A divestment at a valuation of Rs600 crore is expected for the assets and brand equity that Thyrocare has built up over the past 14 years, this executive said.
Thyrocare, a privately held company, had posted net profit of about Rs35 crore on revenue of Rs60 crore for the year ended March 2009, according to the same executive.
One of the largest organized diagnostics laboratory chains in India, Thyrocare had appointed Deloitte Touche Tohmatsu India Pvt. Ltd, the local arm of US-based audit and consultancy firm Deloitte Llp, to scout for potential buyers in October 2009.
Earlier this week, Mint had reported that at least seven potential private equity investors, mostly foreign funds, were in talks with Thyrocare.
At that time, promoter and chief executive A. Velumani had said that some foreign private equity (PE) firms and a few diagnostics companies had shown interest in the company.
“It could be a deal for divestment of a majority stake, or even a complete exit if the buyer can match our valuation,” he had said, without giving details of the talks.
The decision to look for a strategic partner was mainly on the back of Thyrocare promoters’ desire to pursue growth in the local market as well as outside India, said the executive quoted earlier.
A banker familiar with the development, but who was not involved in the talks, had earlier said that Thyrocare had been seeking investment partners for the last three years before engaging Deloitte a few months ago.
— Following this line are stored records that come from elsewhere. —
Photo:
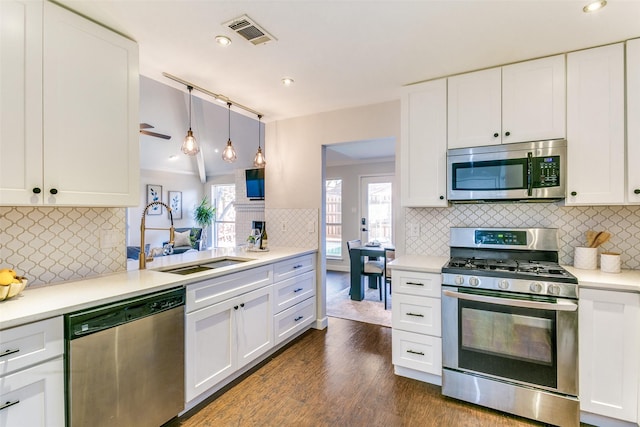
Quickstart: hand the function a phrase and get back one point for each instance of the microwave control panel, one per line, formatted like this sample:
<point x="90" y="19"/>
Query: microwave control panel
<point x="545" y="171"/>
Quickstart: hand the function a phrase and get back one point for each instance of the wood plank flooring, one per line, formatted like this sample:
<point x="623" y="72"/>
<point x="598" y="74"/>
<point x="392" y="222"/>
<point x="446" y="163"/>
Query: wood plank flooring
<point x="341" y="376"/>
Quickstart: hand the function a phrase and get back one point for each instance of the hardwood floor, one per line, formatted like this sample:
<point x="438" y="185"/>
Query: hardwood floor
<point x="341" y="376"/>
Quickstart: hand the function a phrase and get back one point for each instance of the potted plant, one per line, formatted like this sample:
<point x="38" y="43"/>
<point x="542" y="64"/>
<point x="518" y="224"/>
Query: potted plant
<point x="203" y="214"/>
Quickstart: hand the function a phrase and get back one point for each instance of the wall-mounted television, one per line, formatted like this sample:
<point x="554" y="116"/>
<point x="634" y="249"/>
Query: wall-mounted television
<point x="255" y="183"/>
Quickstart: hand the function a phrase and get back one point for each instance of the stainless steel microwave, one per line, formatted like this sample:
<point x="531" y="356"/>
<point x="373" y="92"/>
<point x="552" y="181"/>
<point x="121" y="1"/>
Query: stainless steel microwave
<point x="526" y="171"/>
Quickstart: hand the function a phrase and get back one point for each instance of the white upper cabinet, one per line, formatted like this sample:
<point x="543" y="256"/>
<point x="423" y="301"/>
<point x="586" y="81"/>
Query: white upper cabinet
<point x="595" y="126"/>
<point x="76" y="140"/>
<point x="633" y="121"/>
<point x="423" y="147"/>
<point x="515" y="103"/>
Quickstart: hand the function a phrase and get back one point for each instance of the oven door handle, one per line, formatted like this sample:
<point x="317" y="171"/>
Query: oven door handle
<point x="556" y="306"/>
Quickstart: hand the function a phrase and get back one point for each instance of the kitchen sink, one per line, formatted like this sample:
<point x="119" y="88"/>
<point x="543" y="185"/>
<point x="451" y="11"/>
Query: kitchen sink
<point x="211" y="265"/>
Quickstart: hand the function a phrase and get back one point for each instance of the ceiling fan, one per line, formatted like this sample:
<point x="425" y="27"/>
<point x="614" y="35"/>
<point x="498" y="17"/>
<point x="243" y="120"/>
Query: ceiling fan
<point x="144" y="126"/>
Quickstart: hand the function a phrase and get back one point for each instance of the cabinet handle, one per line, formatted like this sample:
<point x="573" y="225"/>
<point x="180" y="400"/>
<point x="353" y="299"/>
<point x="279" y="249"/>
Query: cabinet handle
<point x="9" y="351"/>
<point x="415" y="314"/>
<point x="8" y="404"/>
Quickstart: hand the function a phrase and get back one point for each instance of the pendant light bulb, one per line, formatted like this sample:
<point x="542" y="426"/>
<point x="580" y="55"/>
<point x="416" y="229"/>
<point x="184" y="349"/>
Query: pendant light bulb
<point x="229" y="153"/>
<point x="190" y="145"/>
<point x="259" y="161"/>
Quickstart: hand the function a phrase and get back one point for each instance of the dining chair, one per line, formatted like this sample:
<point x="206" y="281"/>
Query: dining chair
<point x="389" y="255"/>
<point x="369" y="268"/>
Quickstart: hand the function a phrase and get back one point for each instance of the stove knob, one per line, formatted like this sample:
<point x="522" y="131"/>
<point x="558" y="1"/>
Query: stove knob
<point x="554" y="289"/>
<point x="535" y="287"/>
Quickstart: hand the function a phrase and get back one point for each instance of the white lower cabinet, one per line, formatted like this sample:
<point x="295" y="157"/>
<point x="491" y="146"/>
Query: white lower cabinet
<point x="609" y="323"/>
<point x="224" y="337"/>
<point x="417" y="325"/>
<point x="32" y="375"/>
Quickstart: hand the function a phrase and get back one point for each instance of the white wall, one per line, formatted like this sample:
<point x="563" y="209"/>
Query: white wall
<point x="192" y="192"/>
<point x="350" y="175"/>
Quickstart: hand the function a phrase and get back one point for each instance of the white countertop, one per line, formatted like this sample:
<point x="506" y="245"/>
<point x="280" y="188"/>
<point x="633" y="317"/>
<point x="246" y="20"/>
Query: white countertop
<point x="42" y="302"/>
<point x="625" y="281"/>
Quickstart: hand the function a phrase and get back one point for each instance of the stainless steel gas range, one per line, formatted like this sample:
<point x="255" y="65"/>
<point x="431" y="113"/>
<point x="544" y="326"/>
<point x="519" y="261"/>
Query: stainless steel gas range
<point x="510" y="324"/>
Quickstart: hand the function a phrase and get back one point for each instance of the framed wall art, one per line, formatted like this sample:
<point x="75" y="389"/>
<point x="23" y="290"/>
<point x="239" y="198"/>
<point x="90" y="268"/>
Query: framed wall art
<point x="175" y="203"/>
<point x="154" y="194"/>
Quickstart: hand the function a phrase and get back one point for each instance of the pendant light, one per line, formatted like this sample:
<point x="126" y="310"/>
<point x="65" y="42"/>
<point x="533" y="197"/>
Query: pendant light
<point x="229" y="154"/>
<point x="190" y="145"/>
<point x="259" y="161"/>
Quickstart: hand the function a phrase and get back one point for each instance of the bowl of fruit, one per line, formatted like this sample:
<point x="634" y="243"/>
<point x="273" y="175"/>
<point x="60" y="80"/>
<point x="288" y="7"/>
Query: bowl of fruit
<point x="10" y="284"/>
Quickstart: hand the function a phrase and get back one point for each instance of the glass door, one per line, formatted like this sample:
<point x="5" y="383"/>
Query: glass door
<point x="376" y="222"/>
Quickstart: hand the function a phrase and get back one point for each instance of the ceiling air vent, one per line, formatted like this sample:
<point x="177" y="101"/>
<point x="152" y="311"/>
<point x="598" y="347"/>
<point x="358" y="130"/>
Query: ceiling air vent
<point x="248" y="29"/>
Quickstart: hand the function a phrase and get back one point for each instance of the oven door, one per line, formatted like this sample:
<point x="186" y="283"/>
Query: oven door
<point x="523" y="339"/>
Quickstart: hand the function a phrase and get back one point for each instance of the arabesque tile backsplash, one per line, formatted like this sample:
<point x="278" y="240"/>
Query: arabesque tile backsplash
<point x="623" y="222"/>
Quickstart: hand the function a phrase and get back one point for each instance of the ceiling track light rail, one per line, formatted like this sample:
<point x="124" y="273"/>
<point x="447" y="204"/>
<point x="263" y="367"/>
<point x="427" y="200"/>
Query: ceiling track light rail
<point x="216" y="96"/>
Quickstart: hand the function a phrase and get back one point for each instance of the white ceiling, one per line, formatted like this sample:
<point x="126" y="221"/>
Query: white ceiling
<point x="346" y="53"/>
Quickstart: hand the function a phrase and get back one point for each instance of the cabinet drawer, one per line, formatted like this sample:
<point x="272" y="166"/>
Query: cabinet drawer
<point x="34" y="397"/>
<point x="212" y="291"/>
<point x="293" y="267"/>
<point x="291" y="291"/>
<point x="291" y="321"/>
<point x="416" y="351"/>
<point x="26" y="345"/>
<point x="416" y="314"/>
<point x="416" y="283"/>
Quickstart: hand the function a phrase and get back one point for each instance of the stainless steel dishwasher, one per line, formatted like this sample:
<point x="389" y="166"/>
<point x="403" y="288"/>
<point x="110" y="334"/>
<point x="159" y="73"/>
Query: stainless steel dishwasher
<point x="125" y="362"/>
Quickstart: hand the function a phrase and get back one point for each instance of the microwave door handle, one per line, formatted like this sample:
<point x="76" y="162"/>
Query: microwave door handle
<point x="557" y="306"/>
<point x="529" y="172"/>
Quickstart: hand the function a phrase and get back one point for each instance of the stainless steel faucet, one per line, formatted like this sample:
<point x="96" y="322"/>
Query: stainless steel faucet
<point x="143" y="257"/>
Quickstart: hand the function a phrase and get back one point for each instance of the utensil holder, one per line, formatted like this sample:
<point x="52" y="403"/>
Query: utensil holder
<point x="585" y="258"/>
<point x="610" y="262"/>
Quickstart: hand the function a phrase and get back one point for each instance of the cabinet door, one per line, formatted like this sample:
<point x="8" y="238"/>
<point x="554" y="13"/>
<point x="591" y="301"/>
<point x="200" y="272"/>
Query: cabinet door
<point x="90" y="101"/>
<point x="254" y="317"/>
<point x="423" y="146"/>
<point x="633" y="121"/>
<point x="533" y="100"/>
<point x="474" y="108"/>
<point x="33" y="397"/>
<point x="20" y="101"/>
<point x="210" y="349"/>
<point x="609" y="353"/>
<point x="595" y="126"/>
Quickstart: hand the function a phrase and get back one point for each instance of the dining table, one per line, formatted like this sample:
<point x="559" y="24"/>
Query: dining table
<point x="357" y="255"/>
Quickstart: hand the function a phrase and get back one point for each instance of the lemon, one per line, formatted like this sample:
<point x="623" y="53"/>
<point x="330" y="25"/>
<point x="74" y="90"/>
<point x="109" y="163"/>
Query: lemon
<point x="6" y="278"/>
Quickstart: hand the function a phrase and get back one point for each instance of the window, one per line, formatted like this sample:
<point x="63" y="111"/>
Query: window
<point x="224" y="225"/>
<point x="334" y="218"/>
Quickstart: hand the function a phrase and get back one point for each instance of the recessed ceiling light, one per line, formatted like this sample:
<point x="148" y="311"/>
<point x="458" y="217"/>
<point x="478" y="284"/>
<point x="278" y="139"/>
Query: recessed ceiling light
<point x="223" y="40"/>
<point x="593" y="6"/>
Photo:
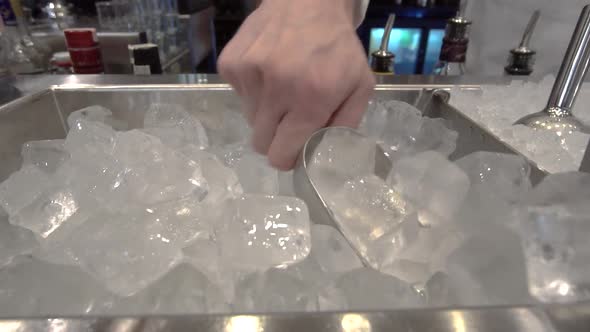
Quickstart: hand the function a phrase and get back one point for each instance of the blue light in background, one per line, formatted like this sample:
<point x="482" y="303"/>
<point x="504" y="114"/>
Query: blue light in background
<point x="404" y="43"/>
<point x="435" y="37"/>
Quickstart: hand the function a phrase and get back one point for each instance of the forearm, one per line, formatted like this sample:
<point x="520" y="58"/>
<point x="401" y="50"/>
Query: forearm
<point x="355" y="9"/>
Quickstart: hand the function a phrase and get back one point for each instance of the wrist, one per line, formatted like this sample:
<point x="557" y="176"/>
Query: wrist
<point x="347" y="9"/>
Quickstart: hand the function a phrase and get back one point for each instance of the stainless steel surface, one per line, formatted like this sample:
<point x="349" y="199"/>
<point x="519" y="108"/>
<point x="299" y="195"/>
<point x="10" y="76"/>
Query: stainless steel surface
<point x="41" y="116"/>
<point x="382" y="59"/>
<point x="307" y="189"/>
<point x="557" y="114"/>
<point x="387" y="33"/>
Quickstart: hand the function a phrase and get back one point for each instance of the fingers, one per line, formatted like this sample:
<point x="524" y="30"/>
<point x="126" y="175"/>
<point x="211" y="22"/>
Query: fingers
<point x="291" y="134"/>
<point x="352" y="110"/>
<point x="267" y="119"/>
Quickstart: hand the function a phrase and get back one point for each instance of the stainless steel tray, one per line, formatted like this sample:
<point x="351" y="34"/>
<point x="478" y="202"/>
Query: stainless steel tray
<point x="42" y="116"/>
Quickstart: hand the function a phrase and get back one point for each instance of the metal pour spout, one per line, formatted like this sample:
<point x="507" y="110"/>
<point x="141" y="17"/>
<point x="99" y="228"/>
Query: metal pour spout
<point x="557" y="114"/>
<point x="382" y="59"/>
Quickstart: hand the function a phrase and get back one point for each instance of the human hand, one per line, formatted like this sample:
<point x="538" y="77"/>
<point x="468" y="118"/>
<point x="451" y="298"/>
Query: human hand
<point x="298" y="66"/>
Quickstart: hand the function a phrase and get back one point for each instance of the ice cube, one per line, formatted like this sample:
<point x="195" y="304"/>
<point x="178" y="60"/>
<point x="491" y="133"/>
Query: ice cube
<point x="182" y="220"/>
<point x="88" y="138"/>
<point x="254" y="172"/>
<point x="125" y="252"/>
<point x="33" y="288"/>
<point x="22" y="188"/>
<point x="341" y="156"/>
<point x="154" y="173"/>
<point x="494" y="264"/>
<point x="223" y="181"/>
<point x="554" y="233"/>
<point x="434" y="185"/>
<point x="286" y="184"/>
<point x="49" y="212"/>
<point x="376" y="220"/>
<point x="332" y="251"/>
<point x="183" y="290"/>
<point x="366" y="289"/>
<point x="503" y="175"/>
<point x="47" y="155"/>
<point x="14" y="241"/>
<point x="402" y="131"/>
<point x="260" y="231"/>
<point x="498" y="182"/>
<point x="175" y="126"/>
<point x="96" y="113"/>
<point x="274" y="290"/>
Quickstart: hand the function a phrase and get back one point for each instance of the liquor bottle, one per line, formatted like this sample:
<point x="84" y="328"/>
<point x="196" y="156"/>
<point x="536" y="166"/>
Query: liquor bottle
<point x="451" y="60"/>
<point x="23" y="55"/>
<point x="522" y="58"/>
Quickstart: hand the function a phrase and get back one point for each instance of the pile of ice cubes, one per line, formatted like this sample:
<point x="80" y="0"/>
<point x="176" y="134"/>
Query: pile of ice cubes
<point x="180" y="217"/>
<point x="497" y="107"/>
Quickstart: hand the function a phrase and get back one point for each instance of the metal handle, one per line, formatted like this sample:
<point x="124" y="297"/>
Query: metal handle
<point x="387" y="33"/>
<point x="528" y="32"/>
<point x="573" y="68"/>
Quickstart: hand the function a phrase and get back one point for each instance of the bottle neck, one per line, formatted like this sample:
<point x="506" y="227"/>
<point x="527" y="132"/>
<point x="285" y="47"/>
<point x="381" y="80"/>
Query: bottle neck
<point x="454" y="50"/>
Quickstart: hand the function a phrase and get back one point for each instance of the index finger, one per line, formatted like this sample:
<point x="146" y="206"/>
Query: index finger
<point x="291" y="134"/>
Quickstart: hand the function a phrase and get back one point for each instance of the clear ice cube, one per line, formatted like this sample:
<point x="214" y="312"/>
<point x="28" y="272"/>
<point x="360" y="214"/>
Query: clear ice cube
<point x="175" y="126"/>
<point x="376" y="220"/>
<point x="402" y="130"/>
<point x="554" y="231"/>
<point x="89" y="138"/>
<point x="491" y="266"/>
<point x="183" y="290"/>
<point x="433" y="184"/>
<point x="124" y="252"/>
<point x="223" y="181"/>
<point x="366" y="289"/>
<point x="273" y="290"/>
<point x="182" y="221"/>
<point x="254" y="172"/>
<point x="341" y="156"/>
<point x="96" y="113"/>
<point x="22" y="188"/>
<point x="260" y="231"/>
<point x="498" y="182"/>
<point x="49" y="211"/>
<point x="14" y="241"/>
<point x="332" y="251"/>
<point x="153" y="172"/>
<point x="47" y="155"/>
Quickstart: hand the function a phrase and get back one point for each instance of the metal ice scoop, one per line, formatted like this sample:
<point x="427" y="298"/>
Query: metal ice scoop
<point x="305" y="188"/>
<point x="557" y="115"/>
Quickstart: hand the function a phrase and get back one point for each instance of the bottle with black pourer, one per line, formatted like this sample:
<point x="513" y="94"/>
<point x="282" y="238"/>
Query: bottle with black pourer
<point x="145" y="59"/>
<point x="453" y="52"/>
<point x="522" y="58"/>
<point x="382" y="60"/>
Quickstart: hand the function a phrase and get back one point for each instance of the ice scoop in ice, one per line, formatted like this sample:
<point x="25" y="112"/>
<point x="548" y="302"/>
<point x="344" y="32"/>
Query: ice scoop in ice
<point x="306" y="188"/>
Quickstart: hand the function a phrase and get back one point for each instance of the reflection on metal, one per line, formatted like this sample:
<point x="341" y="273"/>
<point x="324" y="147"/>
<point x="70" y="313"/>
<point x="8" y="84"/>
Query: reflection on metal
<point x="458" y="321"/>
<point x="355" y="323"/>
<point x="244" y="324"/>
<point x="306" y="189"/>
<point x="557" y="116"/>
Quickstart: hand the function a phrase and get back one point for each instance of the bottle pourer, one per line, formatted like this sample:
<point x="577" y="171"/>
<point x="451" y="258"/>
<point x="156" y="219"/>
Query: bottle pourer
<point x="557" y="115"/>
<point x="382" y="59"/>
<point x="522" y="58"/>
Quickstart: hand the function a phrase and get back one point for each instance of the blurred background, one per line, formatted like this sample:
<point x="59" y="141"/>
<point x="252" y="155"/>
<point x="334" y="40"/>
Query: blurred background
<point x="190" y="34"/>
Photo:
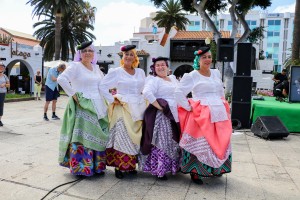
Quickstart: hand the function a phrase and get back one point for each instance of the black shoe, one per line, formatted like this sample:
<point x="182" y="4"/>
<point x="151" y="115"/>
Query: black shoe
<point x="164" y="178"/>
<point x="54" y="117"/>
<point x="133" y="172"/>
<point x="196" y="180"/>
<point x="119" y="174"/>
High valuation expectations on the part of Thyrocare’s management had put off potential investors who had looked at the company earlier, the banker said.
Apart from Quest, Indian diagnostics player Super Religare Laboratories Ltd was also in talks with Thyrocare.
“We had evaluated the company, but didn’t go ahead,” a Religare spokesperson had said last week.
Diagnostics services is a fast-growing segment of the Indian healthcare sector. The segment, largely unorganized, has about 100,000 laboratories.
Large organized laboratory chains such as Super Religare and Piramal Diagnostics Services Ltd are also currently exploring opportunities to consolidate the business.